Harvard International Review
- Type: Quarterly newsmagazine
- Format: Magazine
- Publisher: Harvard International Relations Council
- Editor-in-chief: Cate Buchan and William Tan
- Founded: 1979
- Language: English
- Headquarters: 59 Shepard St. #205 Cambridge, MA 02138 United States
- ISSN: 0739-1854
- Website: hir.harvard.edu

= Harvard International Review =

American newsmagazine

The Harvard International Review (HIR) is a quarterly international relations journal published by the Harvard International Relations Council at Harvard University. The HIR offers commentary on global developments in politics, economics, business, science, technology, and culture, as well as interviews with global leaders.

==Structure==
The magazine features quarterly cover topics, broad surveys of developments in international relations (collectively referred to as the Global Notebook), outside perspectives, and interviews. Cover topics in recent years have included analyses of the role agriculture plays in international development, the erosion of trust in modern institutions, and the trade-offs between compromise and defiance.

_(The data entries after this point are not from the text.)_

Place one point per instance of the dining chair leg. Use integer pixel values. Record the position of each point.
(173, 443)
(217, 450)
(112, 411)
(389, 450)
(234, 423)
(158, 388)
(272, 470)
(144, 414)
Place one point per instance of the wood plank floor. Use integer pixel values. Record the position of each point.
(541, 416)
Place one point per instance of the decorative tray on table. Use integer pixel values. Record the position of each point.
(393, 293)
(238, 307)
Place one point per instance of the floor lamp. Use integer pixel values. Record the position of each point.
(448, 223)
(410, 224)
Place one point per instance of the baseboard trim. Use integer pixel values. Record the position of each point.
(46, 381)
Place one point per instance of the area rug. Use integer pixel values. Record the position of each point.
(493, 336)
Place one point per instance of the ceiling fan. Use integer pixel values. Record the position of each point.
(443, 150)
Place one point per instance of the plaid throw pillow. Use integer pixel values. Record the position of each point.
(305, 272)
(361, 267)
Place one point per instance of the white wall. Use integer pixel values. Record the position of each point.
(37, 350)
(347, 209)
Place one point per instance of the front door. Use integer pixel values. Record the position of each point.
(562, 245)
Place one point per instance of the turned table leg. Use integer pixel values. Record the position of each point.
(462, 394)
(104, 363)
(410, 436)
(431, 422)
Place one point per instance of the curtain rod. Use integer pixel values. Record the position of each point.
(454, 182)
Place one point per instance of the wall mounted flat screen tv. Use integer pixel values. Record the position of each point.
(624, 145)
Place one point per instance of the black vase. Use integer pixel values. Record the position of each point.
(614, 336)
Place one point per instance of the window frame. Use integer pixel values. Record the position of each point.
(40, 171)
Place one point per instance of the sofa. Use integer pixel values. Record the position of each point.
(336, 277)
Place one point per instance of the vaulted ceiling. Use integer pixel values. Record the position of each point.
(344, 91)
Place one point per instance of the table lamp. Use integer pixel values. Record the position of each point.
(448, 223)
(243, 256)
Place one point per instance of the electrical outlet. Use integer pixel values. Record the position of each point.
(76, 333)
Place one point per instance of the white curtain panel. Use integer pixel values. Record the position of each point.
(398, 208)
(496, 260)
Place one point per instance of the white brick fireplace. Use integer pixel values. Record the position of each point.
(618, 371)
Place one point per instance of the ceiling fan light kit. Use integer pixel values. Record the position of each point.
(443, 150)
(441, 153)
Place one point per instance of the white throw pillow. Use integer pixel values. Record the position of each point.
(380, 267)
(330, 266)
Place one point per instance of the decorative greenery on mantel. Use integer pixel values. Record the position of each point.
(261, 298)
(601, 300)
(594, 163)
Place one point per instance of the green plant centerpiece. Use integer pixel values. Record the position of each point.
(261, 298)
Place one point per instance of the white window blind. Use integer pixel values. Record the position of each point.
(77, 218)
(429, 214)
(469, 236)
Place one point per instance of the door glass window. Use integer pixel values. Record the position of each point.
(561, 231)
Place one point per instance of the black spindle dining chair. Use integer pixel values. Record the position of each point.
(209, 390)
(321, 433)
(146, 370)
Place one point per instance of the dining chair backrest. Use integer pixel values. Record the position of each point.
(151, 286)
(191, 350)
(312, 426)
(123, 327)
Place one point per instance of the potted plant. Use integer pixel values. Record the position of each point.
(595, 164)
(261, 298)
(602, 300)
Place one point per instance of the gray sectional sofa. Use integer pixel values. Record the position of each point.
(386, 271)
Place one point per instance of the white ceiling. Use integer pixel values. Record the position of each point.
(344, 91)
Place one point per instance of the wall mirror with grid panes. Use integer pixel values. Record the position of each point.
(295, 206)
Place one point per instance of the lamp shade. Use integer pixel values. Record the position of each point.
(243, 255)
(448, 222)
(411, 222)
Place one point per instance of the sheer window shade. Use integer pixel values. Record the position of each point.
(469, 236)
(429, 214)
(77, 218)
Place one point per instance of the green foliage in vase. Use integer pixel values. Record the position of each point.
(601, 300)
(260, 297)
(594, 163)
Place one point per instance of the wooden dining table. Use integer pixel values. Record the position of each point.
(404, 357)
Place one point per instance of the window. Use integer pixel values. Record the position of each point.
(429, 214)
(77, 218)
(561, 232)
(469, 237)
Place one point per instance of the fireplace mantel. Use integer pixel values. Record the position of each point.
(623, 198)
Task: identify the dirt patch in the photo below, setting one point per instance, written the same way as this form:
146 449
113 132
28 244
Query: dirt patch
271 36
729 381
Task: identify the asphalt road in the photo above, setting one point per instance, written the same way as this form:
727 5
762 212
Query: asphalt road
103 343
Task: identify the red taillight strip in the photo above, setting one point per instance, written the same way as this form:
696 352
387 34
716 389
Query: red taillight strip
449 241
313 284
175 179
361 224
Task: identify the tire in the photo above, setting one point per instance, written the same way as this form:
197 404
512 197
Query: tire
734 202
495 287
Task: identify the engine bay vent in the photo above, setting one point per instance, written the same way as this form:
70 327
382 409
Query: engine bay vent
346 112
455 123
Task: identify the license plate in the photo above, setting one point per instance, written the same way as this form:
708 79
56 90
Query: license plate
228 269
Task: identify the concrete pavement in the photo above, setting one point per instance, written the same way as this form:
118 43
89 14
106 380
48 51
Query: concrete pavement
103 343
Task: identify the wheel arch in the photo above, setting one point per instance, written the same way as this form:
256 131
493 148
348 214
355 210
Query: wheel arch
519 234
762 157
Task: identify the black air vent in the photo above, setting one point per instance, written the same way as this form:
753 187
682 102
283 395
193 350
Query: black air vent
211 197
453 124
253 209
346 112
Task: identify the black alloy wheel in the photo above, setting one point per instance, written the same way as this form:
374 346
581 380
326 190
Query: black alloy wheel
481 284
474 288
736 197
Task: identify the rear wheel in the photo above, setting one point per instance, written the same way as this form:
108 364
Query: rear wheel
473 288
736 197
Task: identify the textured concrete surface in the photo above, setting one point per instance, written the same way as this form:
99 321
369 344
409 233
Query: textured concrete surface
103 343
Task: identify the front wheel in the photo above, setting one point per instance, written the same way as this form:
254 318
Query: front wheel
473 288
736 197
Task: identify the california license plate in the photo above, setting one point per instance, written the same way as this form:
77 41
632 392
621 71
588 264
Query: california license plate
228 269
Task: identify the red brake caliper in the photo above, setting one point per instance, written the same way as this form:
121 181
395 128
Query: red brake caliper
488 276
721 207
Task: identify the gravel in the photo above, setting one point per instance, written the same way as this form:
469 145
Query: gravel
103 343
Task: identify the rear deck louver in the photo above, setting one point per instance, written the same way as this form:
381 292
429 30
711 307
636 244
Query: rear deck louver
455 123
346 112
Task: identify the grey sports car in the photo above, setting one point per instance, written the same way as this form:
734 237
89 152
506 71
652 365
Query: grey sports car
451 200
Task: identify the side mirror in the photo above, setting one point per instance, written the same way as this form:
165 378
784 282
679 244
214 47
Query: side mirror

Various boards within the HIR also work to copy-edit articles, design the print magazine, connect with new subscribers and advertisers, and maintain the magazine's website and social media presence. The HIR's website features exclusive content and active blogs on current events. In all, the magazine has a growing readership of over 200,000.

==History==
The HIR was founded in 1979 by a group of undergraduate students in the Harvard International Relations Council, allowing students to analyze foreign affairs in an academic and journalistic forum. After monthly publication early on, the HIR pivoted to quarterly distribution, and began soliciting the perspectives of prominent figures in international relations.

To date, the magazine has featured articles or interviews from over 40 presidents and prime ministers, four UN Secretaries-General, four Nobel Economics Prize laureates, and seven Nobel Peace Prize laureates.

==Notable alumni==
Notable Harvard alumni to have been staff members of the Harvard International Review include Philip A. Brimmer, Erik Brynjolfsson, Congresswoman Elizabeth Esty, Bernard Hebda, Stephen A. Higginson, Ambassador Philip S. Kosnett, David Laibson, Simpsons writer Jeff Martin, Robert McCord, Marc Rotenberg, Phillip Steck, John Weston, Leah Litman, and M. Edward Whelan III.